Fiat-Chrysler envers et malgré tout

Il y’a une bonne nouvelle cette semaine, FIAT Chrysler envisage de produire son dernier modèle Tipo en Algérie.  L’ambassadeur d’Italie à Alger Pasquale Ferrara en a parlé en des termes très optimistes à RadioM, jeudi dernier. La délégation italienne a exposé son projet au ministre de l’industrie. Il est ambitieux.  Il prévoit d’amener un de ses principaux sous-traitants équipementier. Mais c’est une première ébauche. Nous sommes en Algérie et le cadre réglementaire change beaucoup.
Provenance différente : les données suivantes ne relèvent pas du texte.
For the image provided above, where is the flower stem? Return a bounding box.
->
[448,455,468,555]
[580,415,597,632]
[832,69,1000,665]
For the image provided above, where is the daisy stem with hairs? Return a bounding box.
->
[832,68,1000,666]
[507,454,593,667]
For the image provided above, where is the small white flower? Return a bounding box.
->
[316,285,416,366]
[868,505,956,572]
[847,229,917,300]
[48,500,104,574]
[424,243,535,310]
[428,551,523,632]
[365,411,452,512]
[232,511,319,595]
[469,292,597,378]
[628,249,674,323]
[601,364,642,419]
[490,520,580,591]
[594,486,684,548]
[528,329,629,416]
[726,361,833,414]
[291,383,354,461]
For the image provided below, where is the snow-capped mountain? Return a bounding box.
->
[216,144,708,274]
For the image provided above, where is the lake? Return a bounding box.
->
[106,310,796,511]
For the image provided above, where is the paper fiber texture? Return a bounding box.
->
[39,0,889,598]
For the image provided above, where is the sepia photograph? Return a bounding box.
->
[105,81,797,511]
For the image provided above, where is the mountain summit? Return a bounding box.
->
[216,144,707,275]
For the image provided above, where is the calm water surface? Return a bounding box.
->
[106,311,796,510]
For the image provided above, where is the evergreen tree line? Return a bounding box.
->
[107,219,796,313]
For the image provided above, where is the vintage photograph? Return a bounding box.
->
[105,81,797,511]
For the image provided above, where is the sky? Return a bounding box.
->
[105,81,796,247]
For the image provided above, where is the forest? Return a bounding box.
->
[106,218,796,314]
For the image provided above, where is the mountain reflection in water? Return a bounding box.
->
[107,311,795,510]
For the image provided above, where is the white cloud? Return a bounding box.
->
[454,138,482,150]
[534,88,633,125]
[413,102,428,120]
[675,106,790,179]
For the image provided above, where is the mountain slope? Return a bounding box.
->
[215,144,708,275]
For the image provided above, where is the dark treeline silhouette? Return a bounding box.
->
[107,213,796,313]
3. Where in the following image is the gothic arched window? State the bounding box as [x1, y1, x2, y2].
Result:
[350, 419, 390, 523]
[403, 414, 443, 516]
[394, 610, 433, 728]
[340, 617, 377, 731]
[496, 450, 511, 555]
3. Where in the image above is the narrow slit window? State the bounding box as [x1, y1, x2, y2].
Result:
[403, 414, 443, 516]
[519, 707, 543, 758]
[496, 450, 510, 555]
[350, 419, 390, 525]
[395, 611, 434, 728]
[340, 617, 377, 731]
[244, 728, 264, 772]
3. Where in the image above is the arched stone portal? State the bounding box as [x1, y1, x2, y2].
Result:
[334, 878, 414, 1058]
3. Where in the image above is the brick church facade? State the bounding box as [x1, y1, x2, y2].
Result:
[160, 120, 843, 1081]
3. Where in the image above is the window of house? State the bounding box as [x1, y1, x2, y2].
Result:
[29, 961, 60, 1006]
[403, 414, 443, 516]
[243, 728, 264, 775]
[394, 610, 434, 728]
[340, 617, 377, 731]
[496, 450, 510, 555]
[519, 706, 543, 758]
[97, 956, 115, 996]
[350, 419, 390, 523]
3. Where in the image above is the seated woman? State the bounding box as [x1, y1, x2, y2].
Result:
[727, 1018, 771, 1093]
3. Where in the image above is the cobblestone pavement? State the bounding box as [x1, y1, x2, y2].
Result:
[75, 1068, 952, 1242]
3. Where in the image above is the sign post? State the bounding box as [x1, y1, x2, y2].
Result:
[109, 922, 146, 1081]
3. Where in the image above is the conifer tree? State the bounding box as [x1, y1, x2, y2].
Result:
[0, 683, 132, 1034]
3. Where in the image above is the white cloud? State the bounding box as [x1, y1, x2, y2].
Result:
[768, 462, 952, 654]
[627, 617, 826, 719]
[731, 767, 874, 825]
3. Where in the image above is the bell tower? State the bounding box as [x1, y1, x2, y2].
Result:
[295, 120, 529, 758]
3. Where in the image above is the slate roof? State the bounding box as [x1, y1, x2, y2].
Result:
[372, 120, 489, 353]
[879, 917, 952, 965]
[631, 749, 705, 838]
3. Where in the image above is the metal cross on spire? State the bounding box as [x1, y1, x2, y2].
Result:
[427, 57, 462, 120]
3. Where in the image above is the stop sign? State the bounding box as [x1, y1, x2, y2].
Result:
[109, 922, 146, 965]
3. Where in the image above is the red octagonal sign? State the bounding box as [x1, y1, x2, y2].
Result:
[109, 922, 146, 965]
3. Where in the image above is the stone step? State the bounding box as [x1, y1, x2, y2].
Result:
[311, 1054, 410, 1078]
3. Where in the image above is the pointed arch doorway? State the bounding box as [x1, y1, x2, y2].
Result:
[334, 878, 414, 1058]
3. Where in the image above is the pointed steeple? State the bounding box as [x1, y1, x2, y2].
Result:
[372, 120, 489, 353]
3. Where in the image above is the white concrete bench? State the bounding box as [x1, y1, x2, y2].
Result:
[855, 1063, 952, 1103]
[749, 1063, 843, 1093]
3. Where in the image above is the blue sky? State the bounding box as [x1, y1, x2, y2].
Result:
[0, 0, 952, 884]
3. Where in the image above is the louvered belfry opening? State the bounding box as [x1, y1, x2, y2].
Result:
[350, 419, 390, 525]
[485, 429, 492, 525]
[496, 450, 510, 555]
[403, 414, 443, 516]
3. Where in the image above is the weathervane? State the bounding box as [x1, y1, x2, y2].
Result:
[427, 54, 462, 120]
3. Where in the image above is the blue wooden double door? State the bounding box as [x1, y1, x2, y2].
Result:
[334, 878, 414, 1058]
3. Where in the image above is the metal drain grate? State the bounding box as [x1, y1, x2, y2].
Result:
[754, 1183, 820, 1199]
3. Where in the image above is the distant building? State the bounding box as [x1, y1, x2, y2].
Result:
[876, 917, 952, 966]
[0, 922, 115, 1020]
Dans la redéfinition d’une nouvelle relation avec le monde des affaires, la part du capital étranger est en perpétuelle négociation.  En plus, le nouveau gouvernement vient de jeter l’anathème sur l’expérience naissante de l’assemblage automobile en Algérie. Pas suffisamment intégrateur. Gros consommateur de devises. Il était censé en économiser. Un nouveau cahier des charges est en cours de préparation. Là aussi une élévation de la vision est attendue. Peut-on devenir particulièrement attractif dans l’assemblage automobile si le contexte général de l’investissement étranger ne change pas. Il existe des centaines d’entreprises étrangères qui sont paralysées dans leur administration stratégique car le moindre recours au registre de commerce pour modifier une ligne de leur statut, les expose au droit de préemption et à l’application du 49-51. C’est dire d’où il faudra repartir.